More than anything, I suppose, you represent the average man; living in the shadows of his successful father, jilted out of being the chosen son.  We get it. You are a man who wants to be more but doesn’t know how. We understand.  We know you long to be a good boy and do good things.  This was most evident when you showed up at trial willing to have that 12 year-old boy hair cut and those 100 extra pounds of innocence. We’ve been there. You didn’t want to kill Trayvon Martin; you aren’t filled with paranoid delusional hate.  You didn’t even want to detain him, you just wanted to be a good boy and do whatever necessary to keep your neighborhood safe. We are with you. You are America’s Mr. Roger’s and Frank Taffee just one of the people that we meet in the neighborhood. But there is more to you George. Zimmer-Man represents the type of man worthy of study, a true warrior, an anomaly of the mind-boggling intersection where good citizen and moron merge.  You can’t slip away into oblivion, rescue the occasional flipped car and not fulfill your duty to society.

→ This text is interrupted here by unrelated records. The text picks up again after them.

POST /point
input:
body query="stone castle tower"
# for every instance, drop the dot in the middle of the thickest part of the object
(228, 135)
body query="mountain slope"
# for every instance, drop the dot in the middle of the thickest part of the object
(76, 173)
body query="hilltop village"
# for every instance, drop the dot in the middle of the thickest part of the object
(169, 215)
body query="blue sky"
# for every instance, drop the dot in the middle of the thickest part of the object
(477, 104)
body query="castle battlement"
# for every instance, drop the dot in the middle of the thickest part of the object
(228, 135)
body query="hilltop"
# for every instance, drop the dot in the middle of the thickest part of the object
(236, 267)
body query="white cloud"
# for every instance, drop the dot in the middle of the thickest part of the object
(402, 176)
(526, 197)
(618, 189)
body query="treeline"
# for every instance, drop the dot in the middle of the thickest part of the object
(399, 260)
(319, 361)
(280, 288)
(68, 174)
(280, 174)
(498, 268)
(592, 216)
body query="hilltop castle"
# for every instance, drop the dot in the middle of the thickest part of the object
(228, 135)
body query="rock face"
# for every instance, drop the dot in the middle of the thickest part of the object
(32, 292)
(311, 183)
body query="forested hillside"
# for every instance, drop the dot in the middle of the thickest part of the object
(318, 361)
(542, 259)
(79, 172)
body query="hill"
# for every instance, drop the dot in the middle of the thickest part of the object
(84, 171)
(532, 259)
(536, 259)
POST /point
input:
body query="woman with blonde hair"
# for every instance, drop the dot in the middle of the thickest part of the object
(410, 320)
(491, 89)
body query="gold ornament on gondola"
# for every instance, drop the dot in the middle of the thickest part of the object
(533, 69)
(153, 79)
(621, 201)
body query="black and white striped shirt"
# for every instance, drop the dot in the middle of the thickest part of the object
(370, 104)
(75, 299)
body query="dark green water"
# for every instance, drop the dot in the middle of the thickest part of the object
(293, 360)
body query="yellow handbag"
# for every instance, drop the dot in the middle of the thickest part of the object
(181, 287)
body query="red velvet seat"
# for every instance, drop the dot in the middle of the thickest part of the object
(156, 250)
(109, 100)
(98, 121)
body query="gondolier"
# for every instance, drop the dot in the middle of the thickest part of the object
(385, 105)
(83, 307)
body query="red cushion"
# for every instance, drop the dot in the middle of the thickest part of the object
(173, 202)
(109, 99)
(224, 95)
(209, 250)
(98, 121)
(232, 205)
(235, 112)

You can’t give up on all your dreams of being important and making a difference to the world as a whole. When OJ was found Not Guilty in a court of law, did he give up? No! With the blessing of his attorney Johnny Cochran, he wrote us stupid Americans a book and to help us - IF he had killed them, THIS is how it would’ve been done, in case we didn’t understand. Are you going to show up, make a mess and then leave us to solve it alone? Please George, be the American Superhero we know you can be and run yourself to the nearest Medical Laboratory. And if you can’t do it for America, do it, well… for…. Johnny!